To incorporate N7G reactivity data, we developed a single-molecule RNA secondary structure modeling pipeline called DAGGER (Deconvolution Assisted by N7G Gaps Enabled by Reduction and depurination). DAGGER modifies the recently described DaVinci analysis pipeline to incorporate N7G accessibility data derived from BASH MaP56 (Fig. 5c). In contrast to minimum free energy folding algorithms like RNAstructure, DAGGER uses a thermodynamic independent RNA folding algorithm called CONTRAfold53. CONTRAfold utilizes a probabilistic methodology for generating secondary structures through statistical learning on large RNA secondary structure datasets53. A recent benchmark found that CONTRAfold outperformed thermodynamic folding algorithms in secondary structure modeling accuracy57.

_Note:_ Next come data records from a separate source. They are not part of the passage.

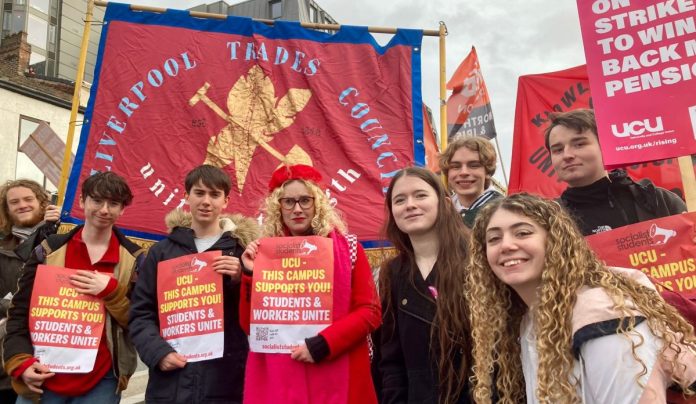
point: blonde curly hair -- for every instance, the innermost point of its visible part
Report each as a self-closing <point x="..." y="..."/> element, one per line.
<point x="569" y="264"/>
<point x="325" y="220"/>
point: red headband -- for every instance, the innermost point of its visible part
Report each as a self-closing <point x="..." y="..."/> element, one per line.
<point x="297" y="172"/>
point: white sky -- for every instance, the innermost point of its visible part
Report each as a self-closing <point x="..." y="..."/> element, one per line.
<point x="512" y="38"/>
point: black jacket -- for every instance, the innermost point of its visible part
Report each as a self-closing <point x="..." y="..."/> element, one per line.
<point x="213" y="381"/>
<point x="13" y="254"/>
<point x="18" y="346"/>
<point x="409" y="357"/>
<point x="617" y="201"/>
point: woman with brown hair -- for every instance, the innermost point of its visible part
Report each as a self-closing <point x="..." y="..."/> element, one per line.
<point x="558" y="324"/>
<point x="425" y="336"/>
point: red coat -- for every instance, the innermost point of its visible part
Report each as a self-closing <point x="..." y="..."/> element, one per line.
<point x="347" y="335"/>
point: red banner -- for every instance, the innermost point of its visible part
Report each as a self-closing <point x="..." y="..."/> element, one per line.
<point x="292" y="296"/>
<point x="65" y="326"/>
<point x="189" y="296"/>
<point x="174" y="91"/>
<point x="539" y="95"/>
<point x="641" y="58"/>
<point x="469" y="109"/>
<point x="664" y="249"/>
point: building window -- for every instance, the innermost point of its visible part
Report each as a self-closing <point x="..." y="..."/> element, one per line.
<point x="40" y="5"/>
<point x="7" y="21"/>
<point x="37" y="31"/>
<point x="276" y="9"/>
<point x="25" y="167"/>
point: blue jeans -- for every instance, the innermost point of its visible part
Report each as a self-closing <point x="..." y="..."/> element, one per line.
<point x="103" y="393"/>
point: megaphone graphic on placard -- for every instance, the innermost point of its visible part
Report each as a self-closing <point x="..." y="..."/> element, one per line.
<point x="666" y="234"/>
<point x="195" y="262"/>
<point x="308" y="247"/>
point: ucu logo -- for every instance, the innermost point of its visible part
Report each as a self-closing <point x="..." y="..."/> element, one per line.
<point x="637" y="128"/>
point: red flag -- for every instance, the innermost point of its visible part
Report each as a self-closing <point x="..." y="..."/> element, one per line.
<point x="469" y="107"/>
<point x="432" y="151"/>
<point x="539" y="95"/>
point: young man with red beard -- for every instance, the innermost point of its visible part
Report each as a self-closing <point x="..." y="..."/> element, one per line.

DAGGER incorporates chemical reactivity data to constrain secondary structure modeling by CONTRAfold. Like DaVinci, DAGGER uses locations of misincorporations in a sequencing read to exclude those nucleotides from base-pair assignment by CONTRAfold56. First, each sequencing read is converted to a string of ones and zeros called a bitvector which enables a simple representation of misincorporation sites within a sequencing read. A zero value indicates that nucleotide matches the reference sequence whereas a one indicates a misincorporation site (Fig. 5c). DAGGER then folds each sequencing read as a unique molecule of RNA. Locations with a bitvector value of one are forced to be single stranded during secondary structure modeling by CONTRAfold56. Thus, DAGGER utilizes chemical reactivity to constrain the secondary structure modeling of individual sequencing reads.

In contrast to chemical reactivity data on the Watson-Crick face, G’s engaged in tertiary interactions display low reactivity and mostly appear as zeros in the DAGGER bitvectors. Consequently, CONTRAfold misinterprets G’s engaged in tertiary interactions as engaged in secondary structure interactions which leads to inaccurate structure modeling (Fig. 5a-b).

To prevent incorrect assignment of G’s engaged in tertiary interactions, we created an additional step in DAGGER to edit each bitvector before folding. We edited each bitvector such that all G’s engaged in tertiary interactions were represented by a one in the bitvector and would therefore be excluded from base-pair assignment (Fig. 5c). We also set all G’s not engaged in tertiary interactions to a bitvector value of zero as we previously determined N7G misincorporation status would incorrectly force base-paired G’s to be single stranded (Fig. 2b). Through N7G-directed editing of bitvector values, we incorporate tertiary-interaction constraints into the DAGGER pipeline.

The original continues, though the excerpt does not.